Seguro que portaba mucha energía en zonas especialmente sensibles
del espectro. Me llamó la atención que el entorno próximo a la
alcaldesa, todos amabilísimos, por cierto, parecía encantado. Igual
que el jurado, compuesto principalmente por gente de la moda, la
literatura y el periodismo. Muchos bailaban. Se sentían felices de
compartir el evento. Aunque bastantes protegían sus oídos, pocos
parecían seriamente afectados por la agresión de la que estábamos
siendo objeto. Alguien tuvo la aparente benevolencia de explicar que
aquel volumen de sonido era lo que el ambiente festivo requería y
que eso hacía sentir bien a la gente, aunque doliera un poco,
porque, además, ¿quién tenía necesidad de hablar, allí?
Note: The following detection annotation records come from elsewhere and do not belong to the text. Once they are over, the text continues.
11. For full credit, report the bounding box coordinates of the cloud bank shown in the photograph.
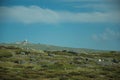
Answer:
[0,6,120,24]
[92,28,120,41]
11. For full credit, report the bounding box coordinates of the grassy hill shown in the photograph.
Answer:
[0,44,120,80]
[0,43,107,53]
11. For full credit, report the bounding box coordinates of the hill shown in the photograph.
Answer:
[0,41,108,53]
[0,44,120,80]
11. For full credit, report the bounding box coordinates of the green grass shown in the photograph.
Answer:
[0,46,120,80]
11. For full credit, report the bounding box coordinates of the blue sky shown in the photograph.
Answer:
[0,0,120,50]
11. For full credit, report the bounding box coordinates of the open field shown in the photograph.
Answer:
[0,46,120,80]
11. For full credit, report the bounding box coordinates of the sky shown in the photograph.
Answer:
[0,0,120,51]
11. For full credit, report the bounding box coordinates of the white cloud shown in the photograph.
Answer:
[92,28,120,41]
[0,6,120,24]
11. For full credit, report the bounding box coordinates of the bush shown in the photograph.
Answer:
[0,52,12,58]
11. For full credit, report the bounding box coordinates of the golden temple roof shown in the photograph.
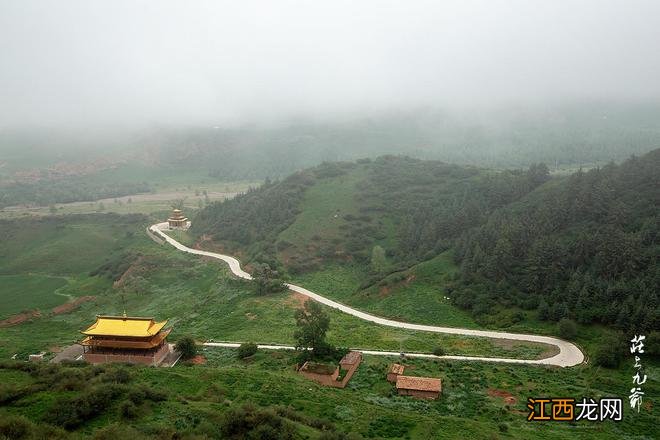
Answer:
[82,316,167,338]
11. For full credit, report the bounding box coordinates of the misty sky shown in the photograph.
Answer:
[0,0,660,127]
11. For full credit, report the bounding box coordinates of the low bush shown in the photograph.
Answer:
[238,342,259,359]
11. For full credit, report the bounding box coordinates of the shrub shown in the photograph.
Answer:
[557,318,577,339]
[44,384,124,430]
[593,335,626,368]
[174,336,197,360]
[93,423,144,440]
[0,415,34,439]
[222,404,296,440]
[238,342,259,359]
[119,400,139,420]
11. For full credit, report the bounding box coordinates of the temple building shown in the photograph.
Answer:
[167,208,190,229]
[80,315,172,366]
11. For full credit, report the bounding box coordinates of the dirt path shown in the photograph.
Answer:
[149,223,584,367]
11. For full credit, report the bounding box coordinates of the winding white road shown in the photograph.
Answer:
[149,222,584,367]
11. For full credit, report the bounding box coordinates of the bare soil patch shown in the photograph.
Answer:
[493,339,559,359]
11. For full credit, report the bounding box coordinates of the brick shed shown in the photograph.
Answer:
[298,351,362,388]
[396,376,442,399]
[387,364,406,383]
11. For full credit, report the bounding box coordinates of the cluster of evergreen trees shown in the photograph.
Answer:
[192,163,353,269]
[358,156,549,264]
[454,150,660,330]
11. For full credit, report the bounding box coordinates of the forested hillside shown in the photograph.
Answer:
[193,156,548,272]
[455,150,660,330]
[193,150,660,329]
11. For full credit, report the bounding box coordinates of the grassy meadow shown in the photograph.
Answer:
[0,214,659,440]
[0,214,547,358]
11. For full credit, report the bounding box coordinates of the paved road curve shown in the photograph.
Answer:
[149,223,584,367]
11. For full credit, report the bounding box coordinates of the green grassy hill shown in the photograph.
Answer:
[192,150,660,338]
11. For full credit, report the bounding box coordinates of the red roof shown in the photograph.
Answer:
[396,376,442,393]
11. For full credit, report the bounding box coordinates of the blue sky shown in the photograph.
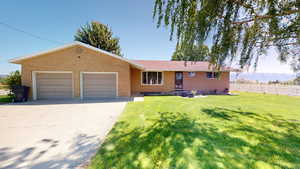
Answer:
[0,0,292,74]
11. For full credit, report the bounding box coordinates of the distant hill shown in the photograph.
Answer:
[230,72,296,83]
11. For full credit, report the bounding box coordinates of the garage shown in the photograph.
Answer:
[81,72,118,99]
[33,72,73,99]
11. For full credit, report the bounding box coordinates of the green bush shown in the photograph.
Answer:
[4,70,21,89]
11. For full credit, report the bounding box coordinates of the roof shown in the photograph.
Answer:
[10,41,236,72]
[9,41,144,69]
[131,60,233,72]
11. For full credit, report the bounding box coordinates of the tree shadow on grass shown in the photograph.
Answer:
[90,109,300,169]
[0,134,99,169]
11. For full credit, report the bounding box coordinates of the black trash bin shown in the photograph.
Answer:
[12,85,29,102]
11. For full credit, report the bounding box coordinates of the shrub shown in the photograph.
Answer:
[4,70,21,89]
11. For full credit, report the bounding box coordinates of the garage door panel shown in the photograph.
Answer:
[83,73,117,98]
[36,73,73,99]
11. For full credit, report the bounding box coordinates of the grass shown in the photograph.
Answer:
[0,83,8,89]
[0,95,12,103]
[88,93,300,169]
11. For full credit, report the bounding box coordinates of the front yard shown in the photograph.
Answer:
[0,95,12,104]
[88,93,300,169]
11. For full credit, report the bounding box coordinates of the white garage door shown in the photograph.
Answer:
[36,73,73,99]
[82,73,117,98]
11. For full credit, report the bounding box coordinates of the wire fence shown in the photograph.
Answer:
[230,83,300,96]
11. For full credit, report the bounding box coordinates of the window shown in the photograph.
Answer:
[189,72,196,77]
[142,72,163,85]
[206,72,220,79]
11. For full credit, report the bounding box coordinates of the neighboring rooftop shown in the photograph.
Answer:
[130,60,233,71]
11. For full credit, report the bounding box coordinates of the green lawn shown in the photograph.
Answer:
[88,93,300,169]
[0,95,12,103]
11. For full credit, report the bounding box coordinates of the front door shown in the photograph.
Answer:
[175,72,183,90]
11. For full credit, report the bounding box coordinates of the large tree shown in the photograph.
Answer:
[172,45,209,61]
[74,22,121,56]
[153,0,300,71]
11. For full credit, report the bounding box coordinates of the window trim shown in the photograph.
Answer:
[205,72,218,79]
[141,71,164,86]
[188,72,197,78]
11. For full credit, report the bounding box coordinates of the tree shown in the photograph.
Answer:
[74,22,121,56]
[172,45,209,61]
[153,0,300,71]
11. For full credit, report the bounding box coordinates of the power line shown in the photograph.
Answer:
[0,22,64,44]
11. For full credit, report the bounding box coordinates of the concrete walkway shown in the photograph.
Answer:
[0,100,127,169]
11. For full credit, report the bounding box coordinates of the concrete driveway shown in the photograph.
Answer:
[0,100,127,169]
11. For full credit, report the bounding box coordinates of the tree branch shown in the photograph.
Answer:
[232,10,300,24]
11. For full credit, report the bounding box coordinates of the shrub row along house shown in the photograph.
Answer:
[10,42,236,100]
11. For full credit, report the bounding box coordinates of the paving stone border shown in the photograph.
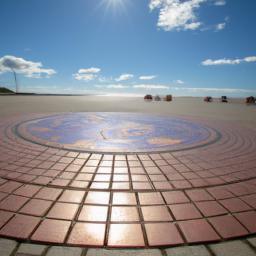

Visto
así, el mensaje era claro : si no te gusta que te duela el oído, te
vas a tener que aguantar, porque aquí a todo el mundo le parece bien
que así sea. Más allá de que, en general, cuando un estímulo
duele, lo juicioso es no insistir en él, he aquí una interesante
forma de exclusión. En el fondo, de germen de fascismo, por más que
cueste admitirlo. Mientras la música sonaba, la comunicación era
imposible : tratar de comentar con tu vecino que convendría ponerse
a cubierto era, simplemente, ocioso. Cualquier grito, por fuerte que
se profiriera, quedaba ahogado antes de llegar al exterior. Para
hablar, era necesario esperar a los pases de modelos, donde, a pesar
de lo agudo de la ecualización, la voz del presentador, un barítono
de entonación chavista, al fin y al cabo más indulgente que la
música, nos permitía un poco de respiro. Pasamos unas horas así, a
la merced de las ráfagas de sonido, hasta que a alguien del grupo se
le ocurrió comprar galletas a un vendedor ambulante. Creo que fue
Carlos Gómez. No habíamos tenido tiempo de cenar. Comprimido a mano
en forma de bolitas, el fino papel del envoltorio hizo perfectamente
las veces de tapón para los oídos. Respiramos por fin. Ya podíamos
movernos, bailar y sonreír, sin decir nada, por supuesto, como todo
el mundo. Igual que el consumo de tabaco crea fumadores pasivos con
riesgos elevados de cáncer y enfermedades cardiovasculares varias,
el de según qué música genera sordos pasivos, desorientados y, a
la larga, consintientes de cualquier tropelía, que, en el fondo, es
de lo que parece que se trata.
1P. A. son las siglas de Public Address y se emplea genéricamente para aludir a los sistemas apilados de altavoces dispuestos a ambos lados de la escena.